Confidence in the Euribor and London interbank offered rate, or Libor, benchmarks for trillion of dollars’ worth of financial products worldwide, has been dented by Barclays Plc (BARC)’s admission that it submitted false rates. Robert Diamond, who resigned as London-based Barclays’s CEO after the bank was fined 290 million pounds ($455 million), told British lawmakers this month that other banks also lowballed Libor submissions.
Ravoet said in a separate interview that he had no direct knowledge of whether any traders had attempted to rig Euribor and was referring to press articles that cited the involvement of traders at five banks.
He said he is confident that Euribor rates weren’t successfully manipulated because of the difficulty of coordinating rates between the 44 banks on the panel.
“They can have an attempt to do it but we are quite sure that there is no impact on the integrity” of the rate, Ravoet said on Bloomberg TV. “We condemn very strongly the wrongdoing of some traders” and their apparent attempts to fix the rate.
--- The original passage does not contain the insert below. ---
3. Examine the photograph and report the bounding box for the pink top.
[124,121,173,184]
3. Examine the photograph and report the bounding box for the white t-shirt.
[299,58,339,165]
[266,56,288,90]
Barclays’s submitters received at least 58 requests for how they should report the Euribor rate from September 2005 to May 2009, 20 of them from traders at other banks, the U.K. Financial Services Authority said last month. Short-term interest-rate contracts valued at 241 trillion euros ($295 trillion) are based on the three-month Euribor futures contract, making it the world’s fourth-largest interest-rate futures contract by volume, the FSA said.
European Union antitrust regulators in October raided banks that offer financial derivatives linked to the Euribor rates, saying they were investigating possible collusion. The European Commission is also separately reviewing the governance of interbank lending rates, which are based on banks’ own estimates of what it would cost to lend or borrow every day.